Sebaliknya, jika KZ mengambil sikap menolak panggilan Komnas HAM, padahal sebelumnya KZ sendiri yang menyatakan bersedia dipanggil jika diperlukan untuk memberi penjelasan tentang kasus tersebut, masyarakat akan semakin bertanya-tanya dan mungkin akan semakin percaya bahwa sebenarnya isu-isu PS terkait dengan penculikan dan penghilangan 13 aktivis tersebut adalah benar.
Syarat yang diajukan oleh KZ, seperti pembentukan "Komisi Kebenaran dan Rekonsiliasi" yang bertugas mengusut semua pelanggaran HAM yang diduga terjadi di Indonesia, itupun untuk saat ini terlalu berlebihan bahkan akan dianggap hanya sebagai alasan saja untuk menghindari dari panggilan Komnas HAM.
Lebih baik, saat ini karena KZ sudah terlanjur membuat pernyataan, bersikaplah ksatria sebagaimana ucapan seorang prajurit, lebih cepat menjelaskan apa yang sebenarnya terjadi pada kasus penculikan dan penghilangan 13 aktivis tersebut dan membuktikan bahwa PS tidak terlibat dan bertanggung jawab adalah sikap yang tepat dan benar.

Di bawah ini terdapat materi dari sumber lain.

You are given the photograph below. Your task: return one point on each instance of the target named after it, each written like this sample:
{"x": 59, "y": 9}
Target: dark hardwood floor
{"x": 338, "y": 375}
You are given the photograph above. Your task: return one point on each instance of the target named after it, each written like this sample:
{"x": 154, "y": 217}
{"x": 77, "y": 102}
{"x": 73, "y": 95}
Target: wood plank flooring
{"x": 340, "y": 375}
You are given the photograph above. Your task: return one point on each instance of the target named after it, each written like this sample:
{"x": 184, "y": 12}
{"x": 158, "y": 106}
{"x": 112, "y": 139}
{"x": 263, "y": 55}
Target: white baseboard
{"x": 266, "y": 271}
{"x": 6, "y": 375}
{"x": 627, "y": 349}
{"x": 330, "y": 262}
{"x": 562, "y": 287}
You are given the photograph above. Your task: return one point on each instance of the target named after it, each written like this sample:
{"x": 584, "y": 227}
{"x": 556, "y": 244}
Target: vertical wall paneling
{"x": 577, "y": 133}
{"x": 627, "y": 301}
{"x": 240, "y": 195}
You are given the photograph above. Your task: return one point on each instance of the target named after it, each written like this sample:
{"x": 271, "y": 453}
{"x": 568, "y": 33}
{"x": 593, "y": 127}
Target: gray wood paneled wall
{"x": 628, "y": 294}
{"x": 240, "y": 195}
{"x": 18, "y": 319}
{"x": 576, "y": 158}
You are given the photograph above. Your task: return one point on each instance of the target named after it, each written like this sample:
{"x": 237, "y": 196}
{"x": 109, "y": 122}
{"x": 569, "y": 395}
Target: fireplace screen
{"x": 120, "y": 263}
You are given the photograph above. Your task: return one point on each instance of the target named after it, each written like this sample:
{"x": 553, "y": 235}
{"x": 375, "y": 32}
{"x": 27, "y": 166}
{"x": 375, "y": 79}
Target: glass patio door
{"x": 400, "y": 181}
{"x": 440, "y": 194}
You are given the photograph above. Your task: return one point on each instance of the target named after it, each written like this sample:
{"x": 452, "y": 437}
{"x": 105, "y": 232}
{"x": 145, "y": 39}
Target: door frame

Mungkin dengan cara tersebut, kemungkinan PS menang dalam Pilpres mendatang akan semakin besar karena kepercayaan masyarakat terhadap PS akan semakin tinggi, dan jika PS terpilih sebagai Presiden, bukankah keinginan KZ untuk membentuk "Komisi Kebenaran dan Rekonsiliasi" untuk mengusut semua pelanggaran HAM di Indonesia akan semakin mudah dilakukan?
Jika Kivlan Zen 'mundur' dari ucapannya sendiri, maka pernyataan seorang Prabowo Subianto saat berada di Bandara Halim Perdana Kusuma, Minggu (16/3/2014) yang menyatakan bahwa seorang pemimpin yang ucapannya mencla-mencle itu berbahaya bagi Indonesia, sebenarnya bukan ditujukan untuk Jokowi tetapi ditujukan untuk mantan anak buahnya sendiri, yaitu Kivlan Zen!